"J'avais peur avant le match d'être un peu trop déséquilibré, avec quatre attaquants et un latéral qui monte. Et finalement, on n'a pas concédé un tir", a expliqué De Zerbi.
"C'est une équipe étrange, qu'on a du mal à comprendre. Quand tu joues avec un défenseur en plus, tu prends trois buts. Et quand tu joues avec quatre attaquants, tu ne concèdes pas un tir...", a-t-il ajouté.
"Je suis content du match, de la victoire et de la réaction. Rennes est une équipe forte et ils n'ont jamais tiré. Maintenant on prépare Paris, Strasbourg et Brest. Et on cherche un peu de continuité et de régularité", a encore déclaré le technicien italien, dont l'équipe traverse une période difficile.
De Zerbi est aussi revenu sur la réunion qui a eu lieu lundi avec des représentants des groupes de supporters et sur les banderoles déployées au Vélodrome.
"Les tifosi ont dit des choses justes et aujourd'hui ils ont encore été avec nous, au delà des banderoles, qui sont légitimes et qui disaient des choses vraies", a dit l'entraîneur marseillais.

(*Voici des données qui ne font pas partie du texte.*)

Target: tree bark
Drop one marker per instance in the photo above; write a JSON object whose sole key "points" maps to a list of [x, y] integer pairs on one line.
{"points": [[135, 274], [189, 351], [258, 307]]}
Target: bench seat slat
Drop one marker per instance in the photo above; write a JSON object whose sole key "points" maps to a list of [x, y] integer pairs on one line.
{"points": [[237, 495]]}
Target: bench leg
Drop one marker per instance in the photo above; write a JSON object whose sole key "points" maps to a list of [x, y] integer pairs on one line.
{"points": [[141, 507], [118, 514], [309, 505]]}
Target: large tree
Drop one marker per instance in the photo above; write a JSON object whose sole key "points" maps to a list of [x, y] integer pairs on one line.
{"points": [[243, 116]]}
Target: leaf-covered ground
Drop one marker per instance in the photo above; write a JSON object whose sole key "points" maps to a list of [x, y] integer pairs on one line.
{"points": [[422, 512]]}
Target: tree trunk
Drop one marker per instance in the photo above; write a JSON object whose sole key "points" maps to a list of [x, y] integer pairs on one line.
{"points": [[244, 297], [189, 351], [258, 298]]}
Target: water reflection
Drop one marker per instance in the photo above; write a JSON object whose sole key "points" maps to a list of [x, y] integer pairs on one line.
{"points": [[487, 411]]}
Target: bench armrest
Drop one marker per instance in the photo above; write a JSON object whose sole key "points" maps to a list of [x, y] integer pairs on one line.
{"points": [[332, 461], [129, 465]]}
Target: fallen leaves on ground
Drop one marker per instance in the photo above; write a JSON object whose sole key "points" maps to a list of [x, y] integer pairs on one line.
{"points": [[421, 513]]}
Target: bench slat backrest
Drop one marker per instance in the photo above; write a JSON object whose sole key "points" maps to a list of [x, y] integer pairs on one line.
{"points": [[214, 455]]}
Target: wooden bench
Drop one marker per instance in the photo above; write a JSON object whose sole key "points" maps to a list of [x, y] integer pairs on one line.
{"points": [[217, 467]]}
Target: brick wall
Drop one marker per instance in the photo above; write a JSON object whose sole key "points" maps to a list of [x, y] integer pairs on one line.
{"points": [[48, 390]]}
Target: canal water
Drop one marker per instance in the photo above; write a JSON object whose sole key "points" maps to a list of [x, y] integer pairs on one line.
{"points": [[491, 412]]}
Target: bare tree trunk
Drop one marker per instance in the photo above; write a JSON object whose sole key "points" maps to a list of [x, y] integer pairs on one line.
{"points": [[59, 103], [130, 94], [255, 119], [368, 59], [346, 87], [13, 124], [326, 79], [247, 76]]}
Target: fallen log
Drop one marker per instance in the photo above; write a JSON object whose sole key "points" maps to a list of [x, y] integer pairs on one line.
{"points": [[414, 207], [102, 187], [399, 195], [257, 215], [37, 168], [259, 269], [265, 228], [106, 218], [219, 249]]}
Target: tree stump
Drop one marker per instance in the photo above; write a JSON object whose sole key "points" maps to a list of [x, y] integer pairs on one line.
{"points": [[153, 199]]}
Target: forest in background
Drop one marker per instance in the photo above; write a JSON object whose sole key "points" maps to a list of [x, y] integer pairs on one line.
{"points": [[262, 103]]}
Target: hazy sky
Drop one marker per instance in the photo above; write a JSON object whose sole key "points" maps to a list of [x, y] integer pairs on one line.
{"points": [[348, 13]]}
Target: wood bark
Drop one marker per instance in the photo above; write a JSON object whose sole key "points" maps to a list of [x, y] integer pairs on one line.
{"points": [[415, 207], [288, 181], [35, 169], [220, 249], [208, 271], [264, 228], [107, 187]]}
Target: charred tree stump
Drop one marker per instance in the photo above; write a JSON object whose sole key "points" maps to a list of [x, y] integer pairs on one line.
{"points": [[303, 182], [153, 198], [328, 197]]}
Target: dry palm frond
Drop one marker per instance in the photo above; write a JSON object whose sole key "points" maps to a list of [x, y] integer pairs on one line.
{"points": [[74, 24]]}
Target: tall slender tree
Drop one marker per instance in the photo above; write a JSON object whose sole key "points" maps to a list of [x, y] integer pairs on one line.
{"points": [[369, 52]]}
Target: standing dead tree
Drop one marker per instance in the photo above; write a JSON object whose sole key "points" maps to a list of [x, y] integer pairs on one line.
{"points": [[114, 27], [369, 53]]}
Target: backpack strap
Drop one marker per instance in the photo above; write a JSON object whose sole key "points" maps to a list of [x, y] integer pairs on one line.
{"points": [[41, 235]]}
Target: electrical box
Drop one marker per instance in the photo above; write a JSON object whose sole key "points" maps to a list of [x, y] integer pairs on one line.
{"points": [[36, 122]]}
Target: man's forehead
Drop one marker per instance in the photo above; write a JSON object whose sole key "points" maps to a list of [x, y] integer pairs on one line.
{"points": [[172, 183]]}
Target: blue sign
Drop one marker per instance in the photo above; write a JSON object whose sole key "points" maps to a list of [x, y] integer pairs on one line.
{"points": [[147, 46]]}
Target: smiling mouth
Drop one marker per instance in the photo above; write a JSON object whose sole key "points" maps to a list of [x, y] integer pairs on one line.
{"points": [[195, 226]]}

"Les tifosi sont plus intelligents et connaisseurs que ce qu'on pense. Ils disent presque toujours la vérité. Ils étaient déçus de Bruges et ils ont raison, c'est un match dont on peut avoir honte. On a une équipe qui te donne l'impression d'être très forte, donc c'est normal qu'il y ait des attentes. Elles sont parfois respectées, parfois non", a-t-il développé.
Après cette qualification pour les quarts de finale de la Coupe de France, De Zerbi et l'OM sont désormais tournés vers leur déplacement dimanche au Parc des Princes face au PSG.
"Le PSG est l'équipe la plus forte d'Europe. Je ne dis pas ça seulement parce qu'ils ont gagné la dernière Ligue des champions, je le pense vraiment", a déclaré le technicien italien.
"Donc il faudra aller sur le terrain avec la même faim qu'au Koweït, avec la même attention que ce soir et avec plus de qualité que ce soir. Ensuite, l'ambition de gagner à Paris, on doit tous l'avoir", a-t-il ajouté.